Okay – we’ve actually been back from the IA Summit in Phoenix for a while but still wanted to share a few thoughts about some of the presentations.
As I predicted, Todd Toler’s presentation Think Like an Instructional Designer (slides) was chock full of strategic and tactical stuff IA/UX folks can use in their practice immediately. As a PhD student, I was happy that he shared the epistemological foundations for the theories he discussed right at the beginning – not something I’ll use as a UX practitioner tomorrow but useful background. In the rest of the presentation, he introduced each of 6 learning theories, gave examples and then ended with questions a UX practitioner could consider during design or evaluation. Many of the principles are already incorporated into our everyday practice but it is useful to be reminded about their use in design but also in design rationalization. For example, Todd provides a chart with four types of visuals (decorative, representational, organizational and explanative) each with an example and their instructional potential. I can see drawing on this framework in the not-too-distant future! As I said – a nice mix of theoretical and application. For more on these issues as well as a copy of the presentation, see Todd’s blog Solid State UX .

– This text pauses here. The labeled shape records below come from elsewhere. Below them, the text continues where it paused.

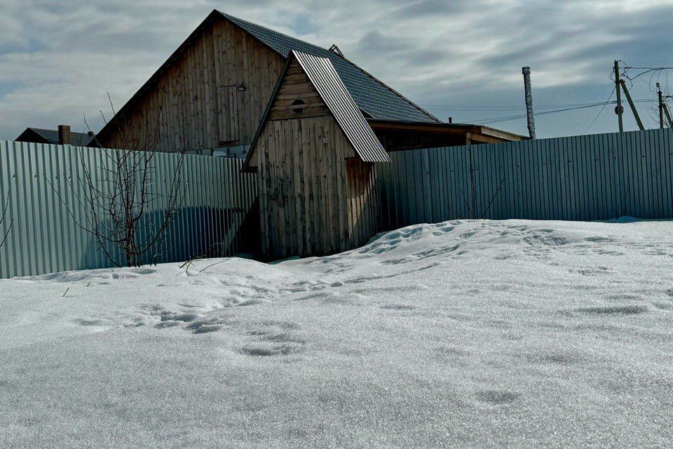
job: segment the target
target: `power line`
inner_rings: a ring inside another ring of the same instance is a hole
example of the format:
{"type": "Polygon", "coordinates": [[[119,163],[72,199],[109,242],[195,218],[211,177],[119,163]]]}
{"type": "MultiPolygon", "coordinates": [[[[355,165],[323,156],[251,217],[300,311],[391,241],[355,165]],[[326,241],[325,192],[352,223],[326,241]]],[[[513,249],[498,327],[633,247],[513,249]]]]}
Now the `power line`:
{"type": "Polygon", "coordinates": [[[596,118],[591,121],[591,123],[589,123],[589,126],[587,126],[587,129],[584,130],[584,132],[586,133],[588,131],[592,126],[594,126],[594,123],[596,123],[596,121],[598,120],[598,118],[601,116],[601,114],[603,114],[603,111],[605,110],[606,106],[608,105],[608,103],[610,102],[610,100],[612,100],[612,95],[615,95],[615,91],[617,90],[617,85],[616,84],[613,88],[612,91],[610,91],[610,96],[608,97],[607,101],[605,102],[605,105],[603,105],[603,107],[601,108],[601,110],[598,112],[598,114],[596,116],[596,118]]]}
{"type": "MultiPolygon", "coordinates": [[[[544,112],[538,112],[538,113],[536,114],[536,116],[541,116],[541,115],[546,115],[546,114],[556,114],[556,113],[557,113],[557,112],[568,112],[568,111],[575,111],[575,110],[577,110],[577,109],[587,109],[587,108],[589,108],[589,107],[598,107],[598,106],[602,106],[602,107],[604,107],[604,108],[605,106],[606,106],[607,105],[611,105],[611,105],[615,105],[615,104],[616,104],[616,102],[617,102],[616,101],[613,101],[613,101],[607,101],[607,102],[599,102],[599,103],[592,103],[592,104],[590,104],[590,105],[583,105],[583,106],[576,106],[576,107],[566,107],[566,108],[562,108],[562,109],[553,109],[553,110],[551,110],[551,111],[544,111],[544,112]]],[[[505,116],[503,116],[503,117],[492,117],[492,118],[491,118],[491,119],[481,119],[481,120],[474,120],[473,121],[475,121],[475,122],[476,122],[476,123],[500,123],[500,122],[503,122],[503,121],[511,121],[511,120],[518,120],[518,119],[524,119],[524,118],[525,118],[525,117],[526,117],[526,114],[518,114],[518,115],[505,116]]]]}

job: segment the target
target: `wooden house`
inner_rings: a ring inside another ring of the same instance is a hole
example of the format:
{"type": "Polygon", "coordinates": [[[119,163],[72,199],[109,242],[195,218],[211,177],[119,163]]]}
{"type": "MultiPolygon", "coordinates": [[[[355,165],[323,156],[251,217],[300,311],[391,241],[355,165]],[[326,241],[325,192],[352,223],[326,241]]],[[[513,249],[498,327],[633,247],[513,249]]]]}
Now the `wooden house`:
{"type": "Polygon", "coordinates": [[[375,164],[386,150],[329,60],[292,51],[252,141],[262,253],[314,255],[379,230],[375,164]]]}
{"type": "Polygon", "coordinates": [[[151,142],[159,151],[205,153],[247,149],[292,50],[330,60],[388,151],[522,138],[486,127],[442,123],[340,51],[215,10],[90,145],[132,149],[151,142]]]}
{"type": "Polygon", "coordinates": [[[278,258],[353,248],[379,231],[387,152],[522,138],[441,123],[338,49],[213,11],[91,145],[245,157],[261,250],[278,258]]]}

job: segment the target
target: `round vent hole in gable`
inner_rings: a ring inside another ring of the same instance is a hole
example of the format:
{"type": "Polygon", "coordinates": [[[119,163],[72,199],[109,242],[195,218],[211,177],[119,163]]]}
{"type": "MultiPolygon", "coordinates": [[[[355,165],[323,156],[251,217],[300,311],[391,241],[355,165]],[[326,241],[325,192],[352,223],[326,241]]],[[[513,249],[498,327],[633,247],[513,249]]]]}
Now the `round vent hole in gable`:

Most people I spoke with at the IA Summit agreed that Dan Roam’s opening keynote Back of the Napkin (podcast) was a highlight. Again – such a great mix of thought-provoking ideas and things to do today that can tweak or transform the way you work. He set a wonderfully positive tone for the Summit.
However the keynote on the second morning wasn’t quite as positive. Richard Saul Wurman was a bit irascible but there were a few nuggets in an overly long ramble. For a good summary with no editorializing, see Luke Wroblewski’s notes.
IA Summit 2011 is in Boulder Colorado – another place I haven’t been yet but hear great things. If it weren’t for conferences, I’d probably never leave Toronto!